Friday, June 4

WHY WE DON'T ARREST CHALABI


Mark Kleiman has the simple answer to the question everyone's asking: Why don't we arrest Chalabi -- that as a foreign national, he didn't break any of our laws.

So it was neither disloyal nor illegal for him to take information some American official gave him and use it as seemed best to him for the good of his country, his party, his sect, and himself. If he acted contrary to the interests or laws of Iraq, that's for the Iraqis to decide.

But it was illegal (though not, I'm sure, subjectively disloyal) for the American official, whoever he was, to share such a sensitive secret with a foreigner. And that's why it was illegal: foreigners aren't to be trusted with such secrets.

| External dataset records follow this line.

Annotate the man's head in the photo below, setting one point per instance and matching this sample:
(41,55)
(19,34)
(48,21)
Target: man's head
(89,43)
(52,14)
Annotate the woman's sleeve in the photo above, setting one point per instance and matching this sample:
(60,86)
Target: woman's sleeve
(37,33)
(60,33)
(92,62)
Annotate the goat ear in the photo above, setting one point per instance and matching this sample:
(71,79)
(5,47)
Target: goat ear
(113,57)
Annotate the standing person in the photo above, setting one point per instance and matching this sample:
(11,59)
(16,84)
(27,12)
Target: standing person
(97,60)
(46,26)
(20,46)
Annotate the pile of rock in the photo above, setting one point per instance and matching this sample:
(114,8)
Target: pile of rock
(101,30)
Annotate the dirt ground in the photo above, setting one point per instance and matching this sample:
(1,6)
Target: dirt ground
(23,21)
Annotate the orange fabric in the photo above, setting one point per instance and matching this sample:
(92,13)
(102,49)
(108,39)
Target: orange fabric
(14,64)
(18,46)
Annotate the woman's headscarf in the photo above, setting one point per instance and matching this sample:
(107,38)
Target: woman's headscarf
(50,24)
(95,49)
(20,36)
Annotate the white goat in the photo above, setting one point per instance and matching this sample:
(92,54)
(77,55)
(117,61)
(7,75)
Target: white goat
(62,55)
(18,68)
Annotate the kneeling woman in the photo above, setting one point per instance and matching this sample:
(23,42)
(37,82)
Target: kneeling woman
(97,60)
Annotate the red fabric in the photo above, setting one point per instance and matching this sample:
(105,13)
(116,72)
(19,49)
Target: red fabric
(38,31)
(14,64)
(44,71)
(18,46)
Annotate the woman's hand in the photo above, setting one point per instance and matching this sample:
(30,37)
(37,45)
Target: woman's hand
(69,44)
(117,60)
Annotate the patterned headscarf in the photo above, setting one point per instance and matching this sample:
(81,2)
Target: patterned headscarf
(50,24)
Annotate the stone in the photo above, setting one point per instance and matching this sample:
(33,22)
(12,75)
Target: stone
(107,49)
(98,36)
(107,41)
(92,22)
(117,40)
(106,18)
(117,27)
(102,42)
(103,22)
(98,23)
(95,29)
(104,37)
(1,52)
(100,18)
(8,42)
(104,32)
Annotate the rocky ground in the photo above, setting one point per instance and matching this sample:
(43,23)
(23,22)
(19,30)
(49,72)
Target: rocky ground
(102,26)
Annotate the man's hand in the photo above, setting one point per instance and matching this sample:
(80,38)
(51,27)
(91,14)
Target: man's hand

Similarly, if Chalabi did in fact help con the United States into liberating his country from a tyrant that's something he can legitimately brag about. (Though it was somewhat impolitic of him to do so as volubly as he did.) Deception is, after all, a legitimate tool of diplomacy. If Franklin deceived the court of Louis XVI into providing help to the American Revolution, would anyone call that misconduct on Franklin's part?

What seems to have happened here is that Chalabi remembered where his loyalties lay, while his neocon sponsors forgot. He conned them. Their bad, not his.


UPDATE: Fred Kaplan of Slate has a different take on the subject.